Amazing Mersin

Before my last trip to Turkey, I didn’t know that, it turns out, this country may be completely different. I was addicted to go there – directly – to Antalya, to rest almost every year: the area is already a long time ago known, the sea is immaculate and almost hot, the beaches are more than good.

In addition, she managed to acquire a close company there, and in Antalya I have fellow Turks with whom you can talk at any time and who will pave the way to the best entertainment place of the town in the evening. I was always satisfied with everything: hotels, and cheerful, harsh tourists, and the flow of plastic Chinese souvenirs at every turn. I quite liked the noise, special cafes, hordes of people.
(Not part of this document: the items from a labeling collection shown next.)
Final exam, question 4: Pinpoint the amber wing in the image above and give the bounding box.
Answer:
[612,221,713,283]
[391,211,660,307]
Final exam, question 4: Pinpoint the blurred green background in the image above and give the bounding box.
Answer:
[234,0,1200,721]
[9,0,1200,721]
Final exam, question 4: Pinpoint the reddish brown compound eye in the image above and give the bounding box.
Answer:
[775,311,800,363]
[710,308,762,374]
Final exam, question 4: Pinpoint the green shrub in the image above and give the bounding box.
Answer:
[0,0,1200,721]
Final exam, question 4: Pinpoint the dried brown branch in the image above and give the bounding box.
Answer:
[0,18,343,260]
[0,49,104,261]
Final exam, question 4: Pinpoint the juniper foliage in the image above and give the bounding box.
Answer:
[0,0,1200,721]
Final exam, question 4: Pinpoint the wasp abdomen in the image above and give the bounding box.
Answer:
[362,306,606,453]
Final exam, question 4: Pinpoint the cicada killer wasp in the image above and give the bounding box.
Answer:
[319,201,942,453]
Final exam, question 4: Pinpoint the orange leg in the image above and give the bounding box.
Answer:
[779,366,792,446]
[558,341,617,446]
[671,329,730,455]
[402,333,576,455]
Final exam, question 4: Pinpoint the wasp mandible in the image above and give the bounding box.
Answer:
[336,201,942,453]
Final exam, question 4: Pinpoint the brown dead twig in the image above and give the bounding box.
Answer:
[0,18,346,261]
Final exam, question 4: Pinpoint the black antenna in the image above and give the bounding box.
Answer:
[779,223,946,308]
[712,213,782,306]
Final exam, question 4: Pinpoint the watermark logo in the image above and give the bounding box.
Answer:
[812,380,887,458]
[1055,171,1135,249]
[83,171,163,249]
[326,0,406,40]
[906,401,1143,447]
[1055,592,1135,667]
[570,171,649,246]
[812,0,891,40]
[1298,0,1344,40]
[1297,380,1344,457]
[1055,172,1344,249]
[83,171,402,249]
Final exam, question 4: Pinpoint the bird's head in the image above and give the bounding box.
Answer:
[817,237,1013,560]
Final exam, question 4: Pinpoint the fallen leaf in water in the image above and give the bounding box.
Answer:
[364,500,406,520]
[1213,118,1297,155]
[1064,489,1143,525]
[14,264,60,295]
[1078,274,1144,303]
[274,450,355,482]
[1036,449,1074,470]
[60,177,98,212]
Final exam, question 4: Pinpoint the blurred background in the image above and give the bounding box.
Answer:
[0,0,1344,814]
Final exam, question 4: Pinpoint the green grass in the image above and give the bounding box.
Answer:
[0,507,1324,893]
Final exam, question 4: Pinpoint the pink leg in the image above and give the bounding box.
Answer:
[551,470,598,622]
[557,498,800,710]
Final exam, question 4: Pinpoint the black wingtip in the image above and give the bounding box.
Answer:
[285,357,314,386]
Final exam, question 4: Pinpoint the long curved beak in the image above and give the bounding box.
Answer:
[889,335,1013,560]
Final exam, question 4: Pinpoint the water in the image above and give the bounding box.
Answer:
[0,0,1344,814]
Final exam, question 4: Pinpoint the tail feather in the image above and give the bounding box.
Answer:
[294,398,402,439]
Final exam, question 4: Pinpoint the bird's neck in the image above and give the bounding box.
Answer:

This year, having listened to the magnificent responses about Mersin and succumbed to the admonitions of my girlfriend, I changed my mediocre direction for the first time. In principle, I did not expect any special differences of this trip from all previous ones. I remember very well how I thought before the plane: “well, Turkey is Turkey in Africa” – although this statement in itself is absolutely ridiculous. It turned out that I was completely mistaken in my own judgments.

Mersin is a completely different Turkey, unknown to most holidaymakers. It is no secret to anyone that Turkey has long since become a kind of “affordable” resort in the whole country. For very many people, especially Russians, vacation in Turkey has long been something commonplace. This fully corresponds to especially well-known resorts, but my language does not turn around to include Mersin there.

In Mersin, it turns out, much calmer and more pleasant than in the same Antalya. The region itself is located slightly south of my usual resting place, and it is felt. It is felt that the sea is different, the air is more transparent, it is generally somehow more.

On this very land, on which Mersin was erected, in which I had to live, countless lives had been lived — fascinating and ordinary, unforgettable and forgotten. This is best of all and, first of all, the scale of what happened, is felt after visiting the city museum (in any case, do not miss it if you visit this city!). The expositions are very exciting, they also cost you to spend your precious time on them, and, especially, the lire spent on a ticket.

Surprisingly, the greatest impression, for some unknown reason, was made on me by a citadel called Kizkalesi. Naturally, it belongs to the main attractions of Mersin, but it is not very often mentioned.

In general, the place is unusual, so nice, relatively serene and incredibly comfortable. I just wanted to share new emotions, maybe it will turn out to dissuade someone else to follow the “Antalya rule” and the others and to visit something more kind and true.